Dampak Perubahan Iklim Mengancam Ketersediaan Pasokan Darah Global
Krisis Iklim Ancam Ketersediaan Darah: Studi Ungkap Potensi Dampak pada Rantai Pasokan Global
Sebuah studi terbaru mengungkapkan kekhawatiran serius mengenai dampak perubahan iklim terhadap rantai pasokan darah global.
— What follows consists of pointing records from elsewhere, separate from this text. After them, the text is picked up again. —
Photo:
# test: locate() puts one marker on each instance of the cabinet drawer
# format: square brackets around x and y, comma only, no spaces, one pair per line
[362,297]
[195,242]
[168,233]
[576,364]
Penelitian ini menyoroti potensi penurunan jumlah pendonor yang memenuhi syarat akibat dampak kesehatan dan cuaca ekstrem, sementara permintaan darah diperkirakan akan meningkat.
Para peneliti dari Palang Merah Lifeblood dan Universitas Sunshine Coast (UniSC) di Australia menemukan bahwa perubahan iklim dapat memengaruhi kesehatan calon pendonor dan memperluas penyebaran penyakit menular yang ditularkan melalui darah, seperti demam berdarah dan malaria. Kondisi ini berpotensi mengurangi ketersediaan darah sekaligus meningkatkan kebutuhan akan transfusi untuk mengobati penyakit-penyakit tersebut.
Dr. Elvina Viennet, seorang peneliti dalam studi tersebut, menjelaskan bahwa perubahan iklim dapat memperluas penyebaran penyakit menular yang ditularkan melalui darah, sehingga menghalangi individu untuk mendonorkan darah. Bencana alam dan cuaca ekstrem, yang semakin sering dan intens akibat perubahan iklim, juga dapat mengganggu pengumpulan dan distribusi darah, serta meningkatkan kebutuhan akan transfusi bagi para korban.
"Kejadian-kejadian ini tidak hanya membatasi mobilitas sejumlah besar orang, tetapi juga mengganggu penyimpanan, keamanan, dan transportasi darah yang memiliki masa simpan yang terbatas," tambah Viennet. Di Eropa, sekitar 25 juta unit darah ditransfusikan setiap tahun untuk perawatan pasien yang menjalani operasi, bayi prematur, korban kecelakaan, dan pasien dengan kondisi kronis.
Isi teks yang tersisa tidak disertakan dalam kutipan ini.